After his decisive vote, McCain released a statement echoing the concerns he laid out in his speech. He slammed the Senate’s rushed process to repeal Obamacare and calling for the Senate to consider repeal and replace through the regular process. He also said that House Speaker Paul Ryan’s (R-WI) comments on his chamber’s commitment to a conference committee were not enough to ease concerns that the House could just pass the Senate’s bare-bones bill without attempting to agree on comprehensive legislation.

Read McCain’s full statement:

From the beginning, I have believed that Obamacare should be repealed and replaced with a solution that increases competition, lowers costs, and improves care for the American people. The so-called ‘skinny repeal’ amendment the Senate voted on today would not accomplish those goals. While the amendment would have repealed some of Obamacare’s most burdensome regulations, it offered no replacement to actually reform our health care system and deliver affordable, quality health care to our citizens. The Speaker’s statement that the House would be ‘willing’ to go to conference does not ease my concern that this shell of a bill could be taken up and passed at any time.

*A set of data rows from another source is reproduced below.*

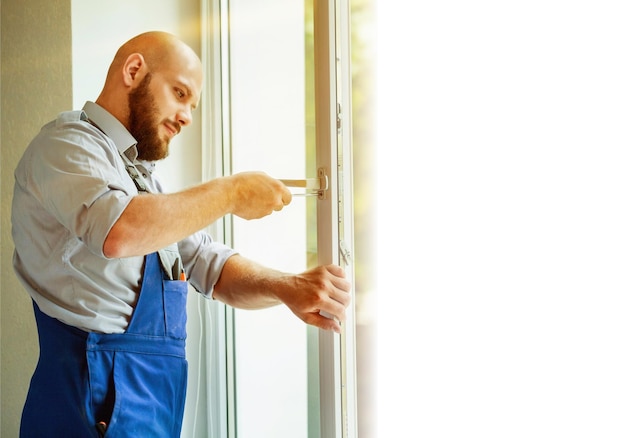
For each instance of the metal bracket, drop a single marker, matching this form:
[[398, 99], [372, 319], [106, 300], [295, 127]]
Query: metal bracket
[[312, 186]]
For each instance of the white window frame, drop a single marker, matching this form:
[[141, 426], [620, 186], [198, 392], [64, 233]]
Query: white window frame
[[337, 358]]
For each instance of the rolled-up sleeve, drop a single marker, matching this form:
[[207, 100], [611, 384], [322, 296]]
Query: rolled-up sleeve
[[204, 259], [80, 179]]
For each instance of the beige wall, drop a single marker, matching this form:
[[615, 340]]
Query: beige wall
[[36, 84]]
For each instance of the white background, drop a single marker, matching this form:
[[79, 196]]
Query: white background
[[502, 219]]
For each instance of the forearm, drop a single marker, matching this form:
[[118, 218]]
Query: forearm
[[321, 290], [245, 284], [154, 221]]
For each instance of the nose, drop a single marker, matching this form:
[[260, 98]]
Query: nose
[[184, 116]]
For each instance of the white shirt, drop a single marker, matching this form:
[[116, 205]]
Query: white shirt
[[71, 186]]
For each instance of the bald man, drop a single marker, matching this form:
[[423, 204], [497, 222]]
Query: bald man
[[107, 256]]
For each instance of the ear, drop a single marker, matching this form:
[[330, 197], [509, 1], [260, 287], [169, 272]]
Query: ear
[[134, 68]]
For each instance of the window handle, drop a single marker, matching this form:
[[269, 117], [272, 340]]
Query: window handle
[[312, 186]]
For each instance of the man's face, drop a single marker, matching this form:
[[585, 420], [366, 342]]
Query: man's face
[[144, 123]]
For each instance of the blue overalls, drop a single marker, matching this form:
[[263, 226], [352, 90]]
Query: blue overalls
[[131, 384]]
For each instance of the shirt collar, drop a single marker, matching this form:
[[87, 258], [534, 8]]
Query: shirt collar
[[113, 128]]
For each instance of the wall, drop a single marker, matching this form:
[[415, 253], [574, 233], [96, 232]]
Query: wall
[[36, 85]]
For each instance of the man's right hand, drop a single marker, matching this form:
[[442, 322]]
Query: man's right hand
[[256, 194]]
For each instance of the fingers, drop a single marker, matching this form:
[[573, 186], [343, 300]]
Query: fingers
[[323, 298], [256, 194]]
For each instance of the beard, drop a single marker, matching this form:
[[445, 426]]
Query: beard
[[143, 124]]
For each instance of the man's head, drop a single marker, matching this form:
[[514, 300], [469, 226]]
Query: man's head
[[152, 86]]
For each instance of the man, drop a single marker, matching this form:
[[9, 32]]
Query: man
[[106, 256]]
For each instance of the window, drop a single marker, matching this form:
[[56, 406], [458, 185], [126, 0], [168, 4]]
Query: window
[[284, 105]]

I’ve stated time and time again that one of the major failures of Obamacare was that it was rammed through Congress by Democrats on a strict-party line basis without a single Republican vote. We should not make the mistakes of the past that has led to Obamacare’s collapse, including in my home state of Arizona where premiums are skyrocketing and health care providers are fleeing the marketplace. We must now return to the correct way of legislating and send the bill back to committee, hold hearings, receive input from both sides of aisle, heed the recommendations of nation’s governors, and produce a bill that finally delivers affordable health care for the American people. We must do the hard work our citizens expect of us and deserve.